The main business rates legislation in the Local Government Finance Act 1988 contains separate provisions for charging rates on those three classes. Clauses 1 to 3 provide powers to allow relief in those three classes. Clause 1 allows for relief for occupied hereditaments shown on local ratings lists. Clause 2 allows for relief for unoccupied hereditaments shown on local ratings lists. Clause 3 allows for relief for hereditaments on the central list.
Clauses 1 to 3 have similar structures and serve the same purpose. First, the powers in the clauses will allow the Secretary of State to set conditions as to when the relief will apply. This is not a wide-ranging power covering all properties. The power can be used only for telecommunication hereditaments. Through these powers we will target the relief on operators of telecoms networks who deploy new fibre on their networks. That will incentivise and reward those operators who invest in the fibre network.
My right hon. Friend is quite right. Developers who are not necessarily compelled to provide superfast broadband should think to themselves how the installation of superfast broadband could become a selling point for the property. The provision of superfast broadband is becoming more and more important, particularly as more and more people work from home.
I acknowledge that the Government made huge progress in changing the building regulations so that this becomes mandatory for developments of over 30 houses. However, does it not strike the Minister as peculiar, in this century, that building regulations require the provision of electricity, water and drainage to every house, no matter the size of the development, but not, now, this vital piece of infrastructure that is becoming mandatory for modern living?

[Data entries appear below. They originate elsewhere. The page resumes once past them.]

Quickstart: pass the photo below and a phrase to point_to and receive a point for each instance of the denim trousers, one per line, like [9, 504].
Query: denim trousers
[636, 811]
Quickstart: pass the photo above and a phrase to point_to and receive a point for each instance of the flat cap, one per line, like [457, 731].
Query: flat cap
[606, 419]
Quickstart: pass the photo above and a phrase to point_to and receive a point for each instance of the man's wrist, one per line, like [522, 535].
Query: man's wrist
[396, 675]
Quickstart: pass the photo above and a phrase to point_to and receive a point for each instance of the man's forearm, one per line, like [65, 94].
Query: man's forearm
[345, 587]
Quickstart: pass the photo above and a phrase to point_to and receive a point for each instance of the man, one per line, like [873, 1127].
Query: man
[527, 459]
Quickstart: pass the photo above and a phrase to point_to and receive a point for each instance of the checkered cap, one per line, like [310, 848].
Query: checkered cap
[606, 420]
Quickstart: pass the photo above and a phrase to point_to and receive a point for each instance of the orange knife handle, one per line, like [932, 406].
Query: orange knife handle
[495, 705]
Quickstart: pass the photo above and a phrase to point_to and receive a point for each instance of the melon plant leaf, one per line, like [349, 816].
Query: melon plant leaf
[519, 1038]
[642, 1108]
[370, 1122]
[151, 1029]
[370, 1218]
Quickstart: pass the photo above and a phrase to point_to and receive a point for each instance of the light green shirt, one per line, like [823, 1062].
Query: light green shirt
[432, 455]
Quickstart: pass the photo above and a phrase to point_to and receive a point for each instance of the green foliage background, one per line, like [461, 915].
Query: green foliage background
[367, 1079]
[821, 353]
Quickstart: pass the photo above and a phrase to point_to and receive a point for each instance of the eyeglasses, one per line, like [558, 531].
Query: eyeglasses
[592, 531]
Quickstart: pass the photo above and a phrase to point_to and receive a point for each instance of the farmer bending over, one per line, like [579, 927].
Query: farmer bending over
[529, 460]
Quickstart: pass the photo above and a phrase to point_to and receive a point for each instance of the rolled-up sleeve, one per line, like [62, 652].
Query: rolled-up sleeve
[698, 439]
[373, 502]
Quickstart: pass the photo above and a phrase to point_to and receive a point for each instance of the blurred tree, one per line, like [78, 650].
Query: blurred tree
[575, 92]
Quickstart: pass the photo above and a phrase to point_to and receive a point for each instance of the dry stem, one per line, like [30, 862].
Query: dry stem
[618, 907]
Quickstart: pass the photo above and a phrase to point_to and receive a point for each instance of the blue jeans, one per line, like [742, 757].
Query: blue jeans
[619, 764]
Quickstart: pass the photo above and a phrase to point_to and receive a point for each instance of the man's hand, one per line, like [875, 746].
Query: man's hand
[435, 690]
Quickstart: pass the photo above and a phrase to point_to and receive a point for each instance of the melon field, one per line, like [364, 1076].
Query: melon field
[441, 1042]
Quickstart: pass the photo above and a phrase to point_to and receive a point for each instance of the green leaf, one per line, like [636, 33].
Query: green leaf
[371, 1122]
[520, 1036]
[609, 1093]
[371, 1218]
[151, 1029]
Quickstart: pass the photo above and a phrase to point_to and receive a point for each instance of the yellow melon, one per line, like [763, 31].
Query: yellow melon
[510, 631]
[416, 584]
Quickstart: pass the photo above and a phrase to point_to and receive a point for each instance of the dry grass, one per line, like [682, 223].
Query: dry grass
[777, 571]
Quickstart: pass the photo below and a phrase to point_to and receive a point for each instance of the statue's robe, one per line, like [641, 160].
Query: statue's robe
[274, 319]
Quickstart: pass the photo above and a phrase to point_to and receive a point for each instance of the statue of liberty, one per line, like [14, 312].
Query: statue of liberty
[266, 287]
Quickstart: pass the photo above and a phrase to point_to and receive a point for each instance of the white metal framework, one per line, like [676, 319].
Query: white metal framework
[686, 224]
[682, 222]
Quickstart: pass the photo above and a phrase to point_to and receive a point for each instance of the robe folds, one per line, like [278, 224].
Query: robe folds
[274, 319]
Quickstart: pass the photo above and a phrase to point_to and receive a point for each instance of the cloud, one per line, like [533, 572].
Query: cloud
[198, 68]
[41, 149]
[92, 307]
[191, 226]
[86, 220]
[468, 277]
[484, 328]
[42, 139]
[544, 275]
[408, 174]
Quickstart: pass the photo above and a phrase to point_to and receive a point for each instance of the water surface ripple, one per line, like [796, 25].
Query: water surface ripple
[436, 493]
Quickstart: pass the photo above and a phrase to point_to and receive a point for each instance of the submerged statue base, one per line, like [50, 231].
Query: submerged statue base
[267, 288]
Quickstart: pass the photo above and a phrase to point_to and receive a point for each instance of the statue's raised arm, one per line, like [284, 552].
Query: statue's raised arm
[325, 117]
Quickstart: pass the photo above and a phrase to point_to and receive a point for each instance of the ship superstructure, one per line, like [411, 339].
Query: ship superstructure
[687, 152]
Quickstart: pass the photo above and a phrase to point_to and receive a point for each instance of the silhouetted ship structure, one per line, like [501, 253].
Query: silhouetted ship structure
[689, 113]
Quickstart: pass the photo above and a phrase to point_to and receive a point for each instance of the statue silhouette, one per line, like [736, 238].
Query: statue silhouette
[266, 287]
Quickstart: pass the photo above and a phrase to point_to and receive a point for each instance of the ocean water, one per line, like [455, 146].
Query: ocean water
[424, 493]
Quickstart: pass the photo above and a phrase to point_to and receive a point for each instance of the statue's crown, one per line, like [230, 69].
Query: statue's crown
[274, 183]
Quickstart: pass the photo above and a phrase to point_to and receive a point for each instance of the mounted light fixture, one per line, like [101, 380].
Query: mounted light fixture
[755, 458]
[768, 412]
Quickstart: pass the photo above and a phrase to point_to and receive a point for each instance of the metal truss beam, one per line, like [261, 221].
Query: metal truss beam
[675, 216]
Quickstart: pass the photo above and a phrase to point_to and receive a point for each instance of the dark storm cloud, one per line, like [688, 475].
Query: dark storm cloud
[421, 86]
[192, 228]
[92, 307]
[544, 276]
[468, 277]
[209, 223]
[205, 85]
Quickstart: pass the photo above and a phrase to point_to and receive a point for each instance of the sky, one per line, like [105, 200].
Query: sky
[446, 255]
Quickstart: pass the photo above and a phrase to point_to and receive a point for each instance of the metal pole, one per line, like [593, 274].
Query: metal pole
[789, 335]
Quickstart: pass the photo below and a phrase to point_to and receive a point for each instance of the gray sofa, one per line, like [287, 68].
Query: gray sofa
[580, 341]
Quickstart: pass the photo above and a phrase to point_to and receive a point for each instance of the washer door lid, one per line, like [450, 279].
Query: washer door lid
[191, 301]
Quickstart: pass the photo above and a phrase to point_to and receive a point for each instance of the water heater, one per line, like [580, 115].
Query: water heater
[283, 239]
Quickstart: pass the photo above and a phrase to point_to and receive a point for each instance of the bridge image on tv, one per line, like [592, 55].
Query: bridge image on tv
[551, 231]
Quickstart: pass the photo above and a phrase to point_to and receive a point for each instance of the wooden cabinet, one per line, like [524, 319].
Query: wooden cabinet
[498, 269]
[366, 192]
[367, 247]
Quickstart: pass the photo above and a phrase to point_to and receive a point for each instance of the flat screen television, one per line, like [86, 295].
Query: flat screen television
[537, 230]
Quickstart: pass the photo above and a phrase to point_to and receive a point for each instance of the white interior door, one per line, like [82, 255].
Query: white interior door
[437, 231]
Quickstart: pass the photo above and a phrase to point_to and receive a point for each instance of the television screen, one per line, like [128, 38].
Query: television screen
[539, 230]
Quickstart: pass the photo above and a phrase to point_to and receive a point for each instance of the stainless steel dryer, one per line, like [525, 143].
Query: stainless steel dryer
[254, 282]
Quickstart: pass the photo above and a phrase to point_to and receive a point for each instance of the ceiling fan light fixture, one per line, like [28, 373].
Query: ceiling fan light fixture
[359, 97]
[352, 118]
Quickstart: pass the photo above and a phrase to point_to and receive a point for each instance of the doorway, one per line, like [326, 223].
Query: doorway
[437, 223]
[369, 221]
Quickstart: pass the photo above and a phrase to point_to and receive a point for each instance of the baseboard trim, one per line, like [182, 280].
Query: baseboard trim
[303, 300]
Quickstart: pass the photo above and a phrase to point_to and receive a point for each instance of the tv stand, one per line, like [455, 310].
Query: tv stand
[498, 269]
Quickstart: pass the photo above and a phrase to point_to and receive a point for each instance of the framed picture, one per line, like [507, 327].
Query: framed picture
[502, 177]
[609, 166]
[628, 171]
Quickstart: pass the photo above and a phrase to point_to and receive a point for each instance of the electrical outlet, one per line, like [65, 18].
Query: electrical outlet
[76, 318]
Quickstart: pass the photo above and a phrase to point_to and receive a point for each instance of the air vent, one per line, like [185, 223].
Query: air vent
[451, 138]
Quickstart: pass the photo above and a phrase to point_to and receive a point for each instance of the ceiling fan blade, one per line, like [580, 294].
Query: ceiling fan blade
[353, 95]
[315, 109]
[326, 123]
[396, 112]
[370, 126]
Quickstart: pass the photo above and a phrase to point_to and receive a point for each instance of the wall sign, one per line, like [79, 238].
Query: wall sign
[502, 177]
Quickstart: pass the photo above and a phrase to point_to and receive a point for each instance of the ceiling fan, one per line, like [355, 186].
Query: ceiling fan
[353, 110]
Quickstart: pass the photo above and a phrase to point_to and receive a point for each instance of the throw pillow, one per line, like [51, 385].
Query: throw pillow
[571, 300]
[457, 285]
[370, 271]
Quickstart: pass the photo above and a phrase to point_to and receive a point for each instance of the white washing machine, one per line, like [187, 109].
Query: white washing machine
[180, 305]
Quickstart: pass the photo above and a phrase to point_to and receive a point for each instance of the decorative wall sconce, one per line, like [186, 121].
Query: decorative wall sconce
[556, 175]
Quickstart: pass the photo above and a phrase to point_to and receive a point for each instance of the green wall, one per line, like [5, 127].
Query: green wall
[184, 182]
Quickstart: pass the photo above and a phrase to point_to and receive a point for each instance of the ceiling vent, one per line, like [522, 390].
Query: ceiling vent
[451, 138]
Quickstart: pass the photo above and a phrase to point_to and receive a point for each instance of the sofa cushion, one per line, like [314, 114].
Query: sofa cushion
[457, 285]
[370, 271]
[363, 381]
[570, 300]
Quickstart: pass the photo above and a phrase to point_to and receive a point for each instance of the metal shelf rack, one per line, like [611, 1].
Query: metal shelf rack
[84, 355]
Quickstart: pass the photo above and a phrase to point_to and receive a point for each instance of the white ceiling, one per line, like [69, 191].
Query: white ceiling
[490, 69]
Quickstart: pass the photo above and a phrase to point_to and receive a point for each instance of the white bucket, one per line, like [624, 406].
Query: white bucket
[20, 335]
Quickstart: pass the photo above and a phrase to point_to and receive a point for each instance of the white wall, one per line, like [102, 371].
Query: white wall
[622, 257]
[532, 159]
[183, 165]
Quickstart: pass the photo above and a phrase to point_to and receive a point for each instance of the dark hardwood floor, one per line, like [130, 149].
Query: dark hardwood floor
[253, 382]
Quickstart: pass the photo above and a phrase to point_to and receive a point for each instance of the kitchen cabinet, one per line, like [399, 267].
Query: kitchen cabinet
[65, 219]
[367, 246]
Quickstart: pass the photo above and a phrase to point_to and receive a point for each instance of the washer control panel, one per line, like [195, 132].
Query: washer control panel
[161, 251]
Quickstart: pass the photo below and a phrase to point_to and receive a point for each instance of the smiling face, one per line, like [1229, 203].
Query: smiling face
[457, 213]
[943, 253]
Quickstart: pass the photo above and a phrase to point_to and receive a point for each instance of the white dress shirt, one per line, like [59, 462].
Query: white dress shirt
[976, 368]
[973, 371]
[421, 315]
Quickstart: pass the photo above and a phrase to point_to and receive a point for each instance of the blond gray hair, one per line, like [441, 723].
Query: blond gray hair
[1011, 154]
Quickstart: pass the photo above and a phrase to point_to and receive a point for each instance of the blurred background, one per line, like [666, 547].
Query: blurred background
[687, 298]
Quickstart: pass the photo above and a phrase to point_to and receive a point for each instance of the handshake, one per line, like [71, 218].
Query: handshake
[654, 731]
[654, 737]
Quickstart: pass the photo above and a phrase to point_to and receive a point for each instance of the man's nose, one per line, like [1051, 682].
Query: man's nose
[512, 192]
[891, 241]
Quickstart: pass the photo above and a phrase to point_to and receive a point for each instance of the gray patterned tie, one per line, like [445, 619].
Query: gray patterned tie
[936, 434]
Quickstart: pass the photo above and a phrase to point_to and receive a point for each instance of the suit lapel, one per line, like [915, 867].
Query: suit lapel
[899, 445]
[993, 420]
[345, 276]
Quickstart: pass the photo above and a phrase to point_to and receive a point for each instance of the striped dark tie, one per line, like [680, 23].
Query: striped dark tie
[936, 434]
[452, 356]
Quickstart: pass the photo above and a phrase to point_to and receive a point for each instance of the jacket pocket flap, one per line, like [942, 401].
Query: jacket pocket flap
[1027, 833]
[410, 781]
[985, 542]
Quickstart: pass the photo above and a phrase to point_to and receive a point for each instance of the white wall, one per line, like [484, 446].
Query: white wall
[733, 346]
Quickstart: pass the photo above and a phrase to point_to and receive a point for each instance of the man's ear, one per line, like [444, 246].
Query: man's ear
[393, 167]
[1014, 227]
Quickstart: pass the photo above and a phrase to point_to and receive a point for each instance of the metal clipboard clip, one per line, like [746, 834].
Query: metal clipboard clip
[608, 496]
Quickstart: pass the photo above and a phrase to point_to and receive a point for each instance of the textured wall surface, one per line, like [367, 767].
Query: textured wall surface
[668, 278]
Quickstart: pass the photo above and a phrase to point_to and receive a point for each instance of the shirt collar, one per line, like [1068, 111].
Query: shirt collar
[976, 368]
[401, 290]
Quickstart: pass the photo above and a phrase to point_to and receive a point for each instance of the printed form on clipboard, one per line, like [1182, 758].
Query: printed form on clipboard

Even in developments of under 30, developers are required to provide a broadband connection for the people who are going to be occupying those properties. It is the developments of over 30 that require fibre broadband to be connected. While my hon. Friend does not seem happy with the premise on which that is based, the rationale behind it is based on the viability of new developments. Quite often, the smaller developments are more difficult for developers to find viable. Therefore, rather than prevent those developments from taking place by overburdening developers with regulations, a balance was struck.